Era mi futuro hermanastro teniendo un trío a seis metros de donde yo dormía.
Retrocedí tropezando, llevándome la mano a la boca.
El movimiento debió de llamar su atención.
Aquellos ojos verdes se desviaron.
Me encontraron de pie en el umbral de la puerta.
Durante un segundo helado, nos quedamos mirándonos.
Él, entre dos mujeres desnudas.
Yo, con una camiseta ancha y unos pantalones cortos de pijama, con la cara ardiendo de humillación.
El reconocimiento brilló en su rostro.
Sus ojos se abrieron de par en par.
Luego sonrió.
Esa puta sonrisa.
Corrí.
Mis pies apenas tocaron el suelo mientras corría por el pasillo.
A mi espalda, le oí decir algo a las chicas.
—¡Eh!
¡Espera!
No.
No, no, no.
Estaba casi en las escaleras cuando una mano me agarró la muñeca.
Me di la vuelta de un tirón, liberando mi brazo.

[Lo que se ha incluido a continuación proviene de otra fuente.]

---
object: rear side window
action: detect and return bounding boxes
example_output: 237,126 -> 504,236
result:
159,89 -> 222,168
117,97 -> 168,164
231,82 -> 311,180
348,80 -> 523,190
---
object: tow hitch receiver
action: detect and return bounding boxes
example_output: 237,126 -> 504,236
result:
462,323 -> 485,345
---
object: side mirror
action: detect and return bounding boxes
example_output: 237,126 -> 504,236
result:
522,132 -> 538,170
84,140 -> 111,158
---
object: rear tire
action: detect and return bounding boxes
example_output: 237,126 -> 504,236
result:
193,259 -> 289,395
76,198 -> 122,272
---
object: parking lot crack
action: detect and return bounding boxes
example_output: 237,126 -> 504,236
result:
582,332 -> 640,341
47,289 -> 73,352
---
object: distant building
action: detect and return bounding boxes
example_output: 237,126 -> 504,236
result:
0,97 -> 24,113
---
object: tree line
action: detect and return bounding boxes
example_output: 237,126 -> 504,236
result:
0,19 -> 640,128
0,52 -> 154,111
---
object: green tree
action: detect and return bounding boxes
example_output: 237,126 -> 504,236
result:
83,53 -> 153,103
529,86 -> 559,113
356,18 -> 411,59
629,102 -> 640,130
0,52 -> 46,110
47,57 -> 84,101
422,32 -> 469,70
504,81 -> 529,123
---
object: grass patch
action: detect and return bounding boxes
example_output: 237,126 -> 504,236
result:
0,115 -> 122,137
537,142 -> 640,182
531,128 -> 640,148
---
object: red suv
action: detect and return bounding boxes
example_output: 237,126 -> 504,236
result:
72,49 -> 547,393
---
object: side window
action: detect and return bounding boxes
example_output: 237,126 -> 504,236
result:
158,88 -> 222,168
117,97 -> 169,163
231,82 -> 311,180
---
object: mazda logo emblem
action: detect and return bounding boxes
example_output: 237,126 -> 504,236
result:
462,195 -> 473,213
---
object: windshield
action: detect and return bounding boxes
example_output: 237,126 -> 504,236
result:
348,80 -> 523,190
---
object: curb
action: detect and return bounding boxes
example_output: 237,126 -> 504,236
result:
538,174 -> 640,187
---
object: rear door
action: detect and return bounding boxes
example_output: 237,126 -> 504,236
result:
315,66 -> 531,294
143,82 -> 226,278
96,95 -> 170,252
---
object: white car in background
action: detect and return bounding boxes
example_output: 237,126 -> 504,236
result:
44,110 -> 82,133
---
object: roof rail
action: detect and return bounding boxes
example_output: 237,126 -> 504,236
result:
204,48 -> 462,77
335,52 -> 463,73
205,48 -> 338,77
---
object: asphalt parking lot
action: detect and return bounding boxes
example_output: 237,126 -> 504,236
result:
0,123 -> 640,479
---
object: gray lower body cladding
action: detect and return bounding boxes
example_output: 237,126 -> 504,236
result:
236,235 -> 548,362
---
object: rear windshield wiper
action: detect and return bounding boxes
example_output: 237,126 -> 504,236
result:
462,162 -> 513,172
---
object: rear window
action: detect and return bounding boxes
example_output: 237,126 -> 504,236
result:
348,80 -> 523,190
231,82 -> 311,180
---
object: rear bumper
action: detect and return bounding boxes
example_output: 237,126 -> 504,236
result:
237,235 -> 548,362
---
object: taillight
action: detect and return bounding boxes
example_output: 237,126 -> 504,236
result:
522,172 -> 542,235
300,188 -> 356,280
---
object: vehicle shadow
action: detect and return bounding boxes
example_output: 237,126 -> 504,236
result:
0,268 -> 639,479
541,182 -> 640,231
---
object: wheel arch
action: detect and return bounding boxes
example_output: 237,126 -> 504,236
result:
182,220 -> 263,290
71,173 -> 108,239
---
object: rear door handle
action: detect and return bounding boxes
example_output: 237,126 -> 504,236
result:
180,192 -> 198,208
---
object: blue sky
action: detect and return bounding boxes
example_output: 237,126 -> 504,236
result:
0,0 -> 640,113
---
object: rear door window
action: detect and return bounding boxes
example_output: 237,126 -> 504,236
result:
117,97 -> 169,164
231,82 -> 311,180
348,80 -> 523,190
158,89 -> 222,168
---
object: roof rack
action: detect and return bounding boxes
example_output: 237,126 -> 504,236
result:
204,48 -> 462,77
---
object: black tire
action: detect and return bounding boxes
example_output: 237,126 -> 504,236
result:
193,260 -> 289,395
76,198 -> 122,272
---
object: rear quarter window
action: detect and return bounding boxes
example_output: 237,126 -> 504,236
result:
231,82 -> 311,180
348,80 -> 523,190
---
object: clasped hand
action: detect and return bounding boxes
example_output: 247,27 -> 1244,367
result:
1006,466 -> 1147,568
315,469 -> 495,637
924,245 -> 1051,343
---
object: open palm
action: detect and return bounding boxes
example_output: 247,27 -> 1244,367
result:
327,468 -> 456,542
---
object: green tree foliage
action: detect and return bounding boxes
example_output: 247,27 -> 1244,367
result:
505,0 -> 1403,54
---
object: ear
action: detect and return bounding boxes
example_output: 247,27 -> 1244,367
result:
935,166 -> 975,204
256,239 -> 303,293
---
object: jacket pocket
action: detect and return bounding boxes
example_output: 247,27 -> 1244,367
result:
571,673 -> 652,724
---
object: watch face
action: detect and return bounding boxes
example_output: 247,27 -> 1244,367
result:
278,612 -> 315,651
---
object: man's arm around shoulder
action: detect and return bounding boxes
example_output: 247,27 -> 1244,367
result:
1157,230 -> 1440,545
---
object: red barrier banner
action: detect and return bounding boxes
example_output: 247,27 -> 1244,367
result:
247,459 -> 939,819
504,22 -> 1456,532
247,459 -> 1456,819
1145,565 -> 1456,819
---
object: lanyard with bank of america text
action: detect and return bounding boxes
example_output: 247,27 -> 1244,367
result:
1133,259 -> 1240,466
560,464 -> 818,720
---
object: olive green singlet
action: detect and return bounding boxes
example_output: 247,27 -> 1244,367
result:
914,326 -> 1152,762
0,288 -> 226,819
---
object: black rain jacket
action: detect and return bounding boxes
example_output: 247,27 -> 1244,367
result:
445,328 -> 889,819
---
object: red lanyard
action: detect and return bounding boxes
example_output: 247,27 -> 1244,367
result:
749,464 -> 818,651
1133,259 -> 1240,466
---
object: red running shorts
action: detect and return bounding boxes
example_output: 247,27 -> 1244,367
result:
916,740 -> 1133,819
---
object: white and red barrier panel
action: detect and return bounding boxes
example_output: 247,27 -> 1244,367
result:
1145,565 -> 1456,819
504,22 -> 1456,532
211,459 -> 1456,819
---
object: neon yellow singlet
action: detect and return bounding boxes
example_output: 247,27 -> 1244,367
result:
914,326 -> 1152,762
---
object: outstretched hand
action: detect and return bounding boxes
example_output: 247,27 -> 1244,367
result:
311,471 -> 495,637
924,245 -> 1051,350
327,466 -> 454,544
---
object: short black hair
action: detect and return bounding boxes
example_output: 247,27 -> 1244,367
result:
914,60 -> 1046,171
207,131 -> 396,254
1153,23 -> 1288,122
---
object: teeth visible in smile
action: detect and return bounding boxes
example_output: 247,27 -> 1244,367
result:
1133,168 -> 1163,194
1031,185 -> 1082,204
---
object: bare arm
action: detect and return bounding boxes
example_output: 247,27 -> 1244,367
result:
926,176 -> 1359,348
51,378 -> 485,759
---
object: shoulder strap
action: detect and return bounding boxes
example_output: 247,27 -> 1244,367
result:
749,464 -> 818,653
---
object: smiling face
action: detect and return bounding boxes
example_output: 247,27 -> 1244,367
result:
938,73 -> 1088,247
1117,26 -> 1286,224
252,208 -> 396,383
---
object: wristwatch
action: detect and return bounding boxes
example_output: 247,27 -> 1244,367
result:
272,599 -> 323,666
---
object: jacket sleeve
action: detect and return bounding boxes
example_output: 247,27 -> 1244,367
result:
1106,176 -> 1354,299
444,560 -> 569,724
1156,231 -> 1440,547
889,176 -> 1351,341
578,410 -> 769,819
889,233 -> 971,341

Jason estaba allí de pie, vestido solo con unos bóxers negros que colgaban bajos en sus caderas.
Su pecho estaba desnudo, con unos abdominales bien definidos que brillaban por el sudor.
Marcas de pintalabios… de dos tonos diferentes… decoraban su cuello y pecho como un puto mapa de lo que acababa de hacer.
Su pelo oscuro estaba alborotado en todas direcciones.
Y esos ojos verdes me miraban con una mezcla de sorpresa y diversión que me dio ganas de pegarle un puñetazo.
—¿Chica Guerrera?
El apodo me golpeó como una bofetada.
—No me llames así.
—Joder.
—Se estaba riendo.
Riendo de verdad—.
¿Eres la hijastra?
¿Eres la hija de la prometida de Papá?
Mi cara ardía.
—Sí.
Y me voy…
—Ni de coña.
—Se apoyó en la pared, completamente cómodo de pie, medio desnudo, mientras yo quería que me tragara la tierra—.
Esto es perfecto.
¿Vives aquí?
—Por desgracia.
—La palabra salió cortante—.
¿Puedo irme ya?
—¿Cariño?
—Una de las chicas apareció en el umbral detrás de él, envuelta en una sábana que apenas cubría nada—.
¿Vuelves o qué?
Se me revolvió el estómago.
Esto era asqueroso.
Él era asqueroso.
—Dame un minuto, Jess —dijo Jason por encima del hombro, sin apartar los ojos de mí.
La chica bufó, pero desapareció de nuevo en la habitación.
—Deberías volver a… eso —dije, señalando vagamente hacia su habitación, con la voz cargada de desdén.
—¿Celosa, Chica Guerrera?
—Más bien asqueada.
—Me crucé de brazos, de repente muy consciente de que mis pezones seguían duros bajo mi fina camiseta—.
Algunas tenemos principios.
—Ay.
—Pero él seguía sonriendo con arrogancia—.
Esto se acaba de poner mucho más interesante.
—Nada de esto es interesante.
—Retrocedí un paso—.
Nada en ti es interesante.
Ahora déjame en paz.
—Vamos, no seas así.
Pronto seremos familia.
Más nos vale ser amigos.
—Preferiría clavarme agujas en los ojos.
—Joder —se rio—.
Tienes carácter.
Me gusta.
—No me importa lo que te guste.
—Me giré hacia las escaleras—.
No te metas en mi camino y yo no me meteré en el tuyo.
—Eso va a ser difícil, teniendo en cuenta que vivimos en la misma casa.
—Su voz me siguió escaleras arriba—.
Dulces sueños, Chica Guerrera.
Intenta no pensar demasiado en lo que has visto.
No respondí.
Seguí subiendo hasta que llegué a mi habitación y di un portazo.
Me apoyé en la puerta, respirando con dificultad, con todo el cuerpo temblando.
Mi estómago se revolvía de asco.
De vergüenza.
Del calor persistente que odiaba sentir.